On 8/27/2025 5:07 PM, Bruce Kellett wrote:
On Thu, Aug 28, 2025 at 5:16 AM Brent Meeker <[email protected]> wrote:

    I think some specificity would help this debate.  Suppose N=6, so
    there are 64 different sequences in 64 different worlds.  The
    number of observers is irrelevants; we can suppose the results are
    recorded mechanically in each world.  Further suppose that a=b so
    there is no question of whether amplitudes are being respected. 
    Then in one of the worlds we have 011000.  Per the Born rule its
    probability is 0.2344.  In MWI it is 1/64=0.0156.  The difference
    arises because the observers applying the Born rule looks at it as
    an instance of 2 out of 6 successes.


The trouble with this is that you are treating this as an instance of Bernoulli trials with probability p= 0.5. When every outcome occurs with every trial we no longer have a Binomial distribution The Binomial distribution assumes that you have x successes out of N trials. In the Everettian case you have one success on every trial.

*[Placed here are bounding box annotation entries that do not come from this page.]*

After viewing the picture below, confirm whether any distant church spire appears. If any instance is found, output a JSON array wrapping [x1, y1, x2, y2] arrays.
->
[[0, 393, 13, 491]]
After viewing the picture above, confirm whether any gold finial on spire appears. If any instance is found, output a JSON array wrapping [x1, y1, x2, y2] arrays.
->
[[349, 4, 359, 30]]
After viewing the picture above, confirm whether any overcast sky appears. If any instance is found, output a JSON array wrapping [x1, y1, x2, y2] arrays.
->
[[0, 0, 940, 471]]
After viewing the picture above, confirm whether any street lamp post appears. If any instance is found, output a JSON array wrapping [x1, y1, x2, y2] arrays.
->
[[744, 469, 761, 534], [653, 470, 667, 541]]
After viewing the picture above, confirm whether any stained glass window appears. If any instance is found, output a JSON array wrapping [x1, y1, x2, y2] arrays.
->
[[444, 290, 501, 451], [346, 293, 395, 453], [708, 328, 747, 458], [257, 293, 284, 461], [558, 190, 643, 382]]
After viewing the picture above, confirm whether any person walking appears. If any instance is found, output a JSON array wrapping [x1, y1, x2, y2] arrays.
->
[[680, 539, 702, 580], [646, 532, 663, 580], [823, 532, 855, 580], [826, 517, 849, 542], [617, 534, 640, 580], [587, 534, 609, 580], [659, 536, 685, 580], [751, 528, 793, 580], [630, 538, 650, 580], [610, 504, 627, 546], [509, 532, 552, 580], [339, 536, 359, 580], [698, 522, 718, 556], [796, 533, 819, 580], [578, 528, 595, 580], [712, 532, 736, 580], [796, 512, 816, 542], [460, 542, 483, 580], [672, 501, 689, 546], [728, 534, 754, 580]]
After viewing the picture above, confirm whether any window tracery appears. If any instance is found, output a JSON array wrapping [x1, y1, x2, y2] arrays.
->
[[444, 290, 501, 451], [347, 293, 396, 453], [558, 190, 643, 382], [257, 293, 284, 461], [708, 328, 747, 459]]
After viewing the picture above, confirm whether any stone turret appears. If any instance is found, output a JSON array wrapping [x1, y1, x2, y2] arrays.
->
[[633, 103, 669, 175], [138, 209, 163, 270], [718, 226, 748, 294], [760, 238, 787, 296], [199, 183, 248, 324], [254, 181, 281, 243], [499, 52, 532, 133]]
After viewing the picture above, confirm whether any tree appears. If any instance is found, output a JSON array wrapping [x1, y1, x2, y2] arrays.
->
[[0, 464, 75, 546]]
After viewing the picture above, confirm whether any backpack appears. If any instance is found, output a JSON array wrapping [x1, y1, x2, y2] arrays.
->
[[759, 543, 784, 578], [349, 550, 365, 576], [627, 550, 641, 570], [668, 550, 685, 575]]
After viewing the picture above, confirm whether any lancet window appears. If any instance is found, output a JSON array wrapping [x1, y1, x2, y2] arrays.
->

So your probability above for 2 successes applies to Bernoulli trials with one as the 'success'. The thing is that the probability of getting a zero is also 1/2, so we also have four successes out of six trials in your example. The Binomial probability for this result is also 0.2344. Actually, if we regard this experiment as a test of the Born rule, we have four zeros in 6 trials, which gives an estimate of the probability as 4/6 = 0.667, or as two ones in 6 trials which gives an estimate of the probability as 2/6 = 0.333, neither estimate is equivalent to |a|^2 = 0.5. The difference becomes more pronounced as N increases. The problem with your analysis is that you are assuming a binomial distribution. and we do not have any such distribution.
That's how an experimenter will compute the probability of 2 successes in 6 trials given p=0.5.   Yes, the probability estimate is 0.33 given 2 in 6.  The probability of the result given p is not generally the same as the estimate of p given the result.  The former is binomial distributed.  The estimates of p aren't part of a distribution since they don't add up to 1.

Brent


Bruce

    So why can't the MWI observer do the same calculation?  He
    certainly can. /He can apply the Born rule./  But when he does so,
    it can't be interpreted as a probability of his branch since such
    probabilities would add up to much more than 1.0 when summed over
    the 64 different worlds.  From the standpoint of statistics 011000
    is the same as 001010 and their probabilities sum.  Their
    difference is just incidental, but they are different worlds in
    MWI and summing them makes no sense.